If I was using a flat sub-roadbed, plywood for example, instead of the spline I would have probably chosen the other brand. It looks pretty good to me and is priced very reasonably.


Thanks to all who participated in this thread.

Mark


----------



## JLienau (Jan 20, 2008)

My indoor "G" layout has flexxbed roadbed under all the track. It has been down for over six years and has proven to be a good choice for me. It is attached to a two inch pink construction foam board with "liquid nails" blue label construction adhesive. Once it cured, (about 15 minutes) it was down. I tried several other adhesives but they destroyed the foam, melted/ate, etc.

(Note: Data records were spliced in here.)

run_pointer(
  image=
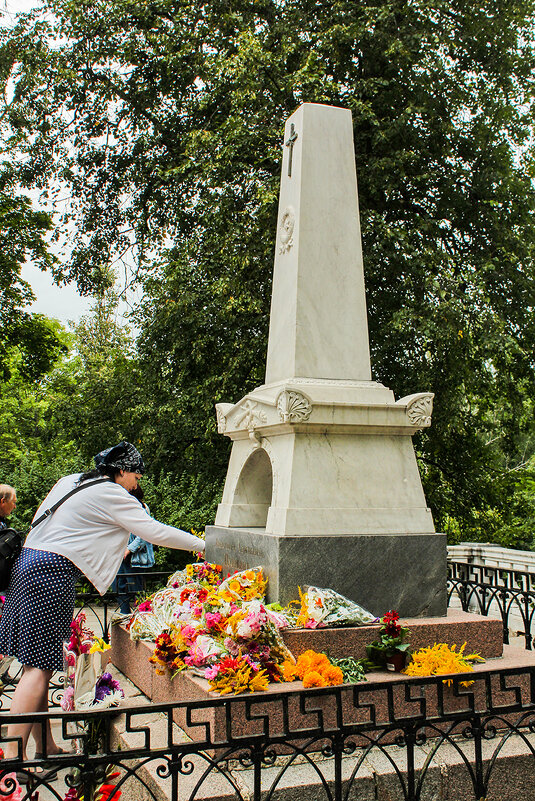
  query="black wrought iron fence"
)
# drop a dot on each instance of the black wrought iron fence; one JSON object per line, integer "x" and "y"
{"x": 495, "y": 592}
{"x": 412, "y": 740}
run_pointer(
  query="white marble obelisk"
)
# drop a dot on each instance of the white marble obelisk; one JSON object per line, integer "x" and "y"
{"x": 322, "y": 485}
{"x": 318, "y": 327}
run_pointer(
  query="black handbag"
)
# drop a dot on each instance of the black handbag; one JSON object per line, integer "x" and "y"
{"x": 10, "y": 547}
{"x": 11, "y": 540}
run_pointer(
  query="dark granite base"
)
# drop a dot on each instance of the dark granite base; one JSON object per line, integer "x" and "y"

I used LGB 1100 curves so I made a jig for the curves to form the flexxbed to fit the proper radius. I used heavy bricks to keep the flexxbed flat in the jig. Heating the flexxbed before putting it in the jig worked very well. I also have used the flexxbed outside as roads on my outdoor layout and all I can say is the results were less than satisfactory. It shrinks, hardens,and cups and turns a green mossy color. 
Joe


----------



## Homo Habilis (Jul 29, 2011)

Joe:

How did you heat the Flexxbed, with a hair dryer, stick it in a warm oven or something else? Since the sample that I had received was so short I didn't even think about curving it around the splines; all of the curves are 8' diameter.

My layout is in an unheated basement that stays about a constant 65 degrees. Good for the wine but not so much for me unless I'm drinking it! 

Thanks for the response.

Mark


----------